Wednesday, September 17, 2008

Lets Begin

Okay, I thought I would start us off with this picture of us on that glorious weekend when we decided to read this book, and to spend time together with delicious beverages and quality literature in urgent care. Also, I am sure Laura wants to relive the memory through photographic evidence and I aim to please. For the record I can think of few people with whom I would rather spend a day in an urgent care waiting room.

But on to the matter at hand: Evangelicals on the Canterbury Trail by Robert E. Weber. Laura & Myrna - thanks for picking a book and getting the ball rolling.

So my initial thoughts:

1. I have grown up evangelical and in the last year have begun to again embrace this aspect of my personal faith. For years I have avoided the label due to connotations of fundamentalism, however as I have been immersed in grad school and all things non-Westmont, I've realized that it is becoming normal and even enjoyable to converse about Christ and my faith with people on the bus or in my cohort - No tracts, no formulas, just rich conversation that is interesting and personal.

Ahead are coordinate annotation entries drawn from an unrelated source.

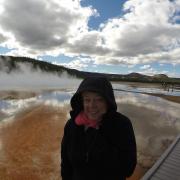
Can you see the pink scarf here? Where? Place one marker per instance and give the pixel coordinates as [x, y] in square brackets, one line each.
[82, 119]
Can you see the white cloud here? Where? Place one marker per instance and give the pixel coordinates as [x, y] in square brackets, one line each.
[147, 32]
[147, 66]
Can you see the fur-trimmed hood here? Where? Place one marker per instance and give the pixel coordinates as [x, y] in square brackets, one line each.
[100, 85]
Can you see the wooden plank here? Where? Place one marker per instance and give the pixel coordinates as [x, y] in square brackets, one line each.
[168, 165]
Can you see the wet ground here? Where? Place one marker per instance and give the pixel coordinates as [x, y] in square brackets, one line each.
[31, 129]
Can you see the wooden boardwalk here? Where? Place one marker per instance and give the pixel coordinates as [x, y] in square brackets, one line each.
[168, 165]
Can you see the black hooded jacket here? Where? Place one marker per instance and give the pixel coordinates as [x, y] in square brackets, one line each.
[107, 153]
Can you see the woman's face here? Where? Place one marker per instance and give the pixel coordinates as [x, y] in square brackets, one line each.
[94, 105]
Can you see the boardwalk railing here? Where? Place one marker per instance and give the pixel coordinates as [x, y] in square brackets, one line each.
[168, 165]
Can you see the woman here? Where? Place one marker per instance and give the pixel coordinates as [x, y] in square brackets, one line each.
[98, 142]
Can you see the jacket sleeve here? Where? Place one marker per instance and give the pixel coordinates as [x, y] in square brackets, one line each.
[66, 168]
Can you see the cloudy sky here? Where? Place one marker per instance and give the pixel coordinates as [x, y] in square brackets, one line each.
[113, 36]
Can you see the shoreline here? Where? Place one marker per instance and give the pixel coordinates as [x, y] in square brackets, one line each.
[13, 94]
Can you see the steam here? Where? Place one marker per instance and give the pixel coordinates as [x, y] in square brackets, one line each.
[26, 78]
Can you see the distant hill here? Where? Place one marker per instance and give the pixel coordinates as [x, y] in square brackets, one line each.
[10, 64]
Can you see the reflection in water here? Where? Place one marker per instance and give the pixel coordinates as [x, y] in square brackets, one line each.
[156, 121]
[146, 89]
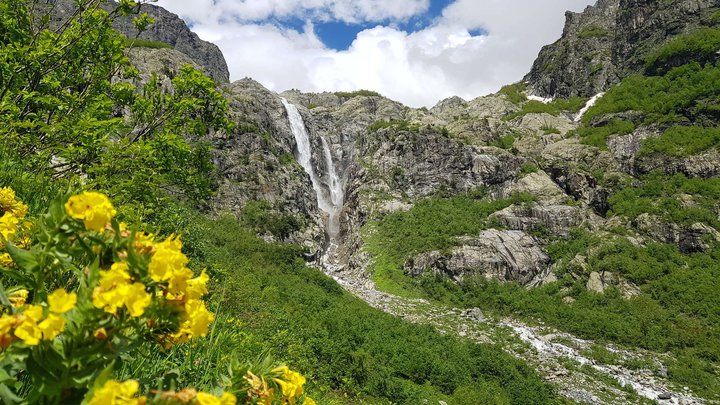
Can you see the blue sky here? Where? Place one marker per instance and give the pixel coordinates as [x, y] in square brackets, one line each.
[414, 51]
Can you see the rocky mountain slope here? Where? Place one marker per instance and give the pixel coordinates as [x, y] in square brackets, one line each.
[168, 29]
[598, 217]
[609, 41]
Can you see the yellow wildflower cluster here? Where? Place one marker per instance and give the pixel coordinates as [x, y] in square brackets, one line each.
[290, 384]
[117, 393]
[114, 392]
[138, 288]
[31, 325]
[116, 290]
[94, 209]
[168, 264]
[11, 212]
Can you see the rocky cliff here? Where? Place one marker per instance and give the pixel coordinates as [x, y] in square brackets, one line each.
[580, 207]
[609, 41]
[168, 28]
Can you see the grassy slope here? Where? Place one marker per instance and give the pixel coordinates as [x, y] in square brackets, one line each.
[269, 303]
[677, 310]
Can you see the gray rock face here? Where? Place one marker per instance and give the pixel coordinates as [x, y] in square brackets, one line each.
[168, 28]
[501, 255]
[558, 219]
[599, 282]
[608, 41]
[688, 239]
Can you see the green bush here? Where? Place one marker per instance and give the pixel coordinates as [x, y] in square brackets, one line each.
[683, 141]
[680, 96]
[659, 194]
[432, 224]
[699, 46]
[597, 136]
[146, 43]
[514, 92]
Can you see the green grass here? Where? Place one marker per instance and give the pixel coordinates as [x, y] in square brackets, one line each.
[699, 46]
[432, 224]
[555, 107]
[597, 136]
[683, 141]
[269, 302]
[677, 310]
[514, 92]
[683, 95]
[659, 194]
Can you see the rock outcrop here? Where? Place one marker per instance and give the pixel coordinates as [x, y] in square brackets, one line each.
[501, 255]
[609, 41]
[168, 28]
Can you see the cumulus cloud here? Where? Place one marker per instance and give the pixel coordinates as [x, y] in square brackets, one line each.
[418, 68]
[350, 11]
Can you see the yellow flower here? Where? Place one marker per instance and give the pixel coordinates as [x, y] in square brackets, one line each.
[9, 203]
[144, 243]
[108, 295]
[178, 281]
[7, 323]
[6, 260]
[117, 393]
[167, 260]
[115, 290]
[18, 298]
[33, 312]
[8, 226]
[204, 398]
[52, 326]
[136, 299]
[199, 318]
[28, 330]
[290, 382]
[197, 287]
[94, 209]
[60, 301]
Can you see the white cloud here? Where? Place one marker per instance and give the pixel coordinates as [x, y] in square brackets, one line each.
[417, 68]
[350, 11]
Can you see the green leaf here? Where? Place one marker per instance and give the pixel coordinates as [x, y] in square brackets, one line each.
[24, 259]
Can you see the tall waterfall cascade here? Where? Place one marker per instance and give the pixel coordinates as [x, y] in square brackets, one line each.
[330, 190]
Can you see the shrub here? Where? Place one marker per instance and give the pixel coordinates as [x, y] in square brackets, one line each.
[146, 43]
[514, 92]
[700, 46]
[597, 136]
[683, 141]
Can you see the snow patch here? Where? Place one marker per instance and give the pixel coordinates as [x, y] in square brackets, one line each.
[588, 105]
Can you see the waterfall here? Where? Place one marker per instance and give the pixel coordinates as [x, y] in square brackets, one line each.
[329, 200]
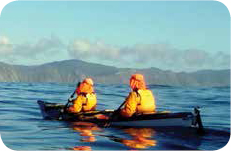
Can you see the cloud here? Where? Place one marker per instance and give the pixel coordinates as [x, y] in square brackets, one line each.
[162, 56]
[5, 47]
[149, 55]
[46, 46]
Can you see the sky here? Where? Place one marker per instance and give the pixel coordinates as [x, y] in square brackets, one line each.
[170, 35]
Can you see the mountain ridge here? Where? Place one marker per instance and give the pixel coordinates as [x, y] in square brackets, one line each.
[69, 71]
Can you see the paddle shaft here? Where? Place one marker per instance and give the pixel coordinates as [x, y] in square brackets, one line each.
[116, 111]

2. Last year I started going to Calvary Episcopal in Santa Cruz. I love the liturgy, the focus on communion each week, the framework of the church calendar, the interesting socially conscious and active members of the church, and the church's accessibility to the local community. I could become an episcopal. In fact the current reading book stack next to my be contains the following titles that reflect my draw towards Anglican worship: The Book of Common Prayer, Welcome to the Church Year.

So, to sum my thoughts, I feel that I am on the cusp of two faith expressions. I resonate with Webber in his thirst for mystery and reverence for the sacraments. At the same time I have questions about how to integrate my evangelical roots into this form of expression. I look forward to reading and discussing these and other thoughts with you all in the next few weeks.